Forschungsergebnisse
Modelle entzündlicher Darmerkrankungen
KPV wurde am umfangreichsten in Modellen entzündlicher Darmerkrankungen (IBD) untersucht. In Dextransodiumsulfat (DSS)-induzierter Kolitis bei Mäusen hat die KPV-Verabreichung (sowohl parenteral als auch intraluminal) signifikante Reduktionen im Krankheitsaktivitätsindex, in Kolonentzündungsscores, histologischen Schäden und pro-inflammatorischen Zytokinspiegeln gezeigt.

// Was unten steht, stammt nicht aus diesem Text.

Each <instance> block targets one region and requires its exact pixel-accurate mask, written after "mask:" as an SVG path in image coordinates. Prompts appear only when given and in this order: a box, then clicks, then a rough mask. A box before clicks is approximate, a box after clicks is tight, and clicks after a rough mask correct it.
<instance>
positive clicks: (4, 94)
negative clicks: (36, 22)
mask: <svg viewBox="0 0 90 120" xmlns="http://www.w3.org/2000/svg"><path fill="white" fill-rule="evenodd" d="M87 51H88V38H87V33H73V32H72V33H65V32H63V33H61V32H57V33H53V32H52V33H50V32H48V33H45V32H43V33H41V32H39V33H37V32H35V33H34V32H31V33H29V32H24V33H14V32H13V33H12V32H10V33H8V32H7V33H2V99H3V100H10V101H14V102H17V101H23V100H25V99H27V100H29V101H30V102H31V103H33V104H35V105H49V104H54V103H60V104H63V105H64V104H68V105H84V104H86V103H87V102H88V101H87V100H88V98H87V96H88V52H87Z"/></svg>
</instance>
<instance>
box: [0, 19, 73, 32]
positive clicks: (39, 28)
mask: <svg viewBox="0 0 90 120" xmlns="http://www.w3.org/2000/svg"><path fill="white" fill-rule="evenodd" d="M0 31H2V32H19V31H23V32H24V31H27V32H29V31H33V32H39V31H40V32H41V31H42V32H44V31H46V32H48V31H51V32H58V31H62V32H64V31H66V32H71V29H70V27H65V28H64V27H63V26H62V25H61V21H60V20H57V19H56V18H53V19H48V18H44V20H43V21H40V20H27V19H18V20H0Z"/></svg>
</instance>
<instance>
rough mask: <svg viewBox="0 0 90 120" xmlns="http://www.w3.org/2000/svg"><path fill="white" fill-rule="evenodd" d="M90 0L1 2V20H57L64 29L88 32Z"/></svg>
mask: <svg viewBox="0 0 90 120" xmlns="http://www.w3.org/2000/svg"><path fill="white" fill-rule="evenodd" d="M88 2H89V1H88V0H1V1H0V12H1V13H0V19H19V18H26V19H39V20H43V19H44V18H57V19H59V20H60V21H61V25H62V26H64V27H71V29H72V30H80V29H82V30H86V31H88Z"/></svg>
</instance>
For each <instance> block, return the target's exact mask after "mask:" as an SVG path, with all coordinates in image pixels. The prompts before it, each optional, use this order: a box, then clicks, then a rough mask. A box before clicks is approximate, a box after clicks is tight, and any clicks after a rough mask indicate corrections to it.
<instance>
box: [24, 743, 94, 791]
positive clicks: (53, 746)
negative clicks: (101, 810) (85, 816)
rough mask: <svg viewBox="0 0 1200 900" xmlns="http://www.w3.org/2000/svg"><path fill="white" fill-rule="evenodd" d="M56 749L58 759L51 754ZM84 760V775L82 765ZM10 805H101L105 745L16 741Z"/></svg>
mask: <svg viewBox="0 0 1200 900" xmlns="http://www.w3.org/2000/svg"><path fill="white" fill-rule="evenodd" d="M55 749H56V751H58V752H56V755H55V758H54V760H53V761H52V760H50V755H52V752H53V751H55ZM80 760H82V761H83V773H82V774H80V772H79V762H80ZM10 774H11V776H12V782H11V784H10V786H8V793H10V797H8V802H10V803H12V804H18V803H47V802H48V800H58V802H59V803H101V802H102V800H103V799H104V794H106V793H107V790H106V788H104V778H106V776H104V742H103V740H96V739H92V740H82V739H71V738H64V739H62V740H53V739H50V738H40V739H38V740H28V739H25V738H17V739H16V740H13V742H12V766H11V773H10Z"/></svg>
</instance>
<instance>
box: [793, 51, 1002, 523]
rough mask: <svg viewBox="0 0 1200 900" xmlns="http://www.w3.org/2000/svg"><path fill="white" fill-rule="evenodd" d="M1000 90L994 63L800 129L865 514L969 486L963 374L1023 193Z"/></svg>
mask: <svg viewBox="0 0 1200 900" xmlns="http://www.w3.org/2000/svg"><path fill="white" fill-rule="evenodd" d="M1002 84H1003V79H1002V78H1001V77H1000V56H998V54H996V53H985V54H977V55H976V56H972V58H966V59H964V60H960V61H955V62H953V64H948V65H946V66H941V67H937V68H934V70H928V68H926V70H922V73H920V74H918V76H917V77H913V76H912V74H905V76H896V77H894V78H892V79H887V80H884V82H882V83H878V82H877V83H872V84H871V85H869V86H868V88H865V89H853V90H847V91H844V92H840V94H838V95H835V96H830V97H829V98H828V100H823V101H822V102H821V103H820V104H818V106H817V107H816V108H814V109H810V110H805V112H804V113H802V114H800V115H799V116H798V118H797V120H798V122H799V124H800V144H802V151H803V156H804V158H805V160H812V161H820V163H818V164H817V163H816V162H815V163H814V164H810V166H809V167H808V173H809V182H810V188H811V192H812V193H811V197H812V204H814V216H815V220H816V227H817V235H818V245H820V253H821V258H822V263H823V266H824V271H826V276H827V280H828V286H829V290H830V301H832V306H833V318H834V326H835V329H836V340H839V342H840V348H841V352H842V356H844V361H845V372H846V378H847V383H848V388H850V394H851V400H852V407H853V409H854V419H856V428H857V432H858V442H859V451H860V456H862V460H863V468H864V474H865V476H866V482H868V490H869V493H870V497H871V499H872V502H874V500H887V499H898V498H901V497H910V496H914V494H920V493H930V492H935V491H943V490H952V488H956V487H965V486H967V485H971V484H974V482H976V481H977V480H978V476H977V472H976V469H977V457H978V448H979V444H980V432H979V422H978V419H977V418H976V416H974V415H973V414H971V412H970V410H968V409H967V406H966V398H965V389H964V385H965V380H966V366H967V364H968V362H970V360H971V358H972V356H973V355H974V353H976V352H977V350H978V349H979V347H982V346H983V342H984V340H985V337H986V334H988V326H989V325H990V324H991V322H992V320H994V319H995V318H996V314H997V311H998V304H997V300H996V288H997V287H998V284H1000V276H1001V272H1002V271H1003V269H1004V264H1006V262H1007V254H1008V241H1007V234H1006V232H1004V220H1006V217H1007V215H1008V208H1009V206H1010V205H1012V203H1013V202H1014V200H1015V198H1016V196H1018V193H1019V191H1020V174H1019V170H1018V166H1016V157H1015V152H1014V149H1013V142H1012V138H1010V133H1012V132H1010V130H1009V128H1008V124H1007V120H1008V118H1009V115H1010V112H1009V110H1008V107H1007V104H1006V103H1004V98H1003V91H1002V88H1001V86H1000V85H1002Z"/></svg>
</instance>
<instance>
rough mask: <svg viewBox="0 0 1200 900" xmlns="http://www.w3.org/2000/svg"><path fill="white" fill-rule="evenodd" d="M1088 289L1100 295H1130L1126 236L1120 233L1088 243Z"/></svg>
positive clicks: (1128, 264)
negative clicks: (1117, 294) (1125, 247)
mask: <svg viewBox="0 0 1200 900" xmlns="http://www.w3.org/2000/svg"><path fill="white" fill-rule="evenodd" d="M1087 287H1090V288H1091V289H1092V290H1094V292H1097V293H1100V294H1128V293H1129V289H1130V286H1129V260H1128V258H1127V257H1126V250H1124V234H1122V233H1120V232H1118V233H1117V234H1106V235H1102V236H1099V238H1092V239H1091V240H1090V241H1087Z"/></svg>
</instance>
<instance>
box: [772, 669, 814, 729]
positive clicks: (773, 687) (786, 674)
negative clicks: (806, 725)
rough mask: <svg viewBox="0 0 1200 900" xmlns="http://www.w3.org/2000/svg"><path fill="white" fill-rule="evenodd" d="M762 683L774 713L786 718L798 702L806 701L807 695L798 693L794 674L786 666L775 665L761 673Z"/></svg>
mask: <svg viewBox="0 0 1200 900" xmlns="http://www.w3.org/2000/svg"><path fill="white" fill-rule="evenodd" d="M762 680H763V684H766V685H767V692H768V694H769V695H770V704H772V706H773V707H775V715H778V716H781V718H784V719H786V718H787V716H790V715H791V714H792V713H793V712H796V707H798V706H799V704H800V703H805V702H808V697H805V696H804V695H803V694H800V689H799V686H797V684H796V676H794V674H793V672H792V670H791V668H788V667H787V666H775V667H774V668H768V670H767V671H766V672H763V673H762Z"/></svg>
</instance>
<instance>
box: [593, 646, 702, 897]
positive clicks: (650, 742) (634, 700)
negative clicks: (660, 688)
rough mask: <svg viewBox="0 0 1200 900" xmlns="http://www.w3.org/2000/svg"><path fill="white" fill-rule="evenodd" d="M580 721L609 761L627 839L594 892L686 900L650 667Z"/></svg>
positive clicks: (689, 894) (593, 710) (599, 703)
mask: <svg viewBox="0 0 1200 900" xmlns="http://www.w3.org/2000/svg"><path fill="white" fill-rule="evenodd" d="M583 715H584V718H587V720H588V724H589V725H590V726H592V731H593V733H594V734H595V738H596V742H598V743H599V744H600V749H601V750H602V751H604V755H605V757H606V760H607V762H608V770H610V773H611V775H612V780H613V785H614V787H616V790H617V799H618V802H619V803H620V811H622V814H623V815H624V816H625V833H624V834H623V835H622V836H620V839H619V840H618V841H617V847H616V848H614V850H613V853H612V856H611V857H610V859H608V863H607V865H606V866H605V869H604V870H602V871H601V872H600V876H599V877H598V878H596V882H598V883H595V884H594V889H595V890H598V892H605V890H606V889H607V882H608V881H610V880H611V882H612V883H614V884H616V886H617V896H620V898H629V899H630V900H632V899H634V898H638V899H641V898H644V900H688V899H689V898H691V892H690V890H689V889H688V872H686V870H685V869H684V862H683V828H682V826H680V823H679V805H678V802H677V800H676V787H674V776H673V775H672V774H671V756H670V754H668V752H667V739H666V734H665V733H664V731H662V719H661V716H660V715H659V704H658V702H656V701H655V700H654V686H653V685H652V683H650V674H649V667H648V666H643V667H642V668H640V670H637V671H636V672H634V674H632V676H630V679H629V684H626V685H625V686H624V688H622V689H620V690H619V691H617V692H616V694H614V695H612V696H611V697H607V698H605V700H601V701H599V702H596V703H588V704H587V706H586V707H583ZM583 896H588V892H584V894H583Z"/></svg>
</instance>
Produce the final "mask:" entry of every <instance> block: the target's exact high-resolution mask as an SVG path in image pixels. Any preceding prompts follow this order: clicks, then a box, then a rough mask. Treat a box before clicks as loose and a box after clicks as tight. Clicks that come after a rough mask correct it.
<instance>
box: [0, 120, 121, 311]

Eine bemerkenswerte Studie zeigte, dass in Nanopartikelformulierungen abgegebenes KPV, das auf entzündetes Kolongewebe abzielt, in Kolitismodellen erhebliche therapeutische Wirkungen erzeugte.
Hautentzündung und Wundheilung
In dermatologischen Modellen hat KPV anti-inflammatorische Wirkungen in Modellen allergischer Kontaktdermatitis, irritativer Dermatitis und UV-induzierter Hautentzündung gezeigt. Das Tripeptid reduzierte die Infiltration von Entzündungszellen, Ödem und Zytokinproduktion in behandelter Haut. Zudem berichteten einige Studien über eine beschleunigte Wundheilung mit KPV-Behandlung.
Nanopartikel-Abgabeforschung
Forscher haben KPV-beladene Nanopartikelformulierungen entwickelt, einschließlich Hyaluronsäure-funktionalisierter polymerer Nanopartikel, die bevorzugt auf entzündetes Kolongewebe abzielen. Solche Formulierungen haben in präklinischen Modellen verbesserte therapeutische Wirksamkeit gegenüber freiem KPV gezeigt.
Sicherheit und Verträglichkeit
KPV hat in präklinischen Studien ein günstiges Sicherheitsprofil gezeigt. Als einfaches Tripeptid aus häufigen Aminosäuren ist eine direkte Toxizität voraussichtlich gering. Der rezeptorunabhängige Mechanismus (keine Aktivierung von Melanocortin-Rezeptoren) vermeidet potenzielle Nebenwirkungen, die mit der Melanocortin-Signalgebung verbunden sind. Formelle Humansicherheitsstudien wurden jedoch nicht durchgeführt.
Regulatorischer Status
KPV ist für keine Indikation von der FDA zugelassen. Es hat keine formellen klinischen Studien begonnen. Die Verbindung ist über Forschungspeptid-Lieferanten erhältlich und hat Aufmerksamkeit in integrativen Medizinkreisen für Darmgesundheitsanwendungen erlangt, aber solche Anwendungen werden nicht durch klinische Humanstudiendaten gestützt.
Haftungsausschluss: Dieser Artikel dient ausschließlich zu Informations- und Bildungszwecken. Er stellt keine medizinische Beratung, Diagnose oder Behandlung dar. Konsultieren Sie immer qualifiziertes medizinisches Fachpersonal, bevor Sie Entscheidungen über die Verwendung von Peptiden oder gesundheitsbezogene Protokolle treffen.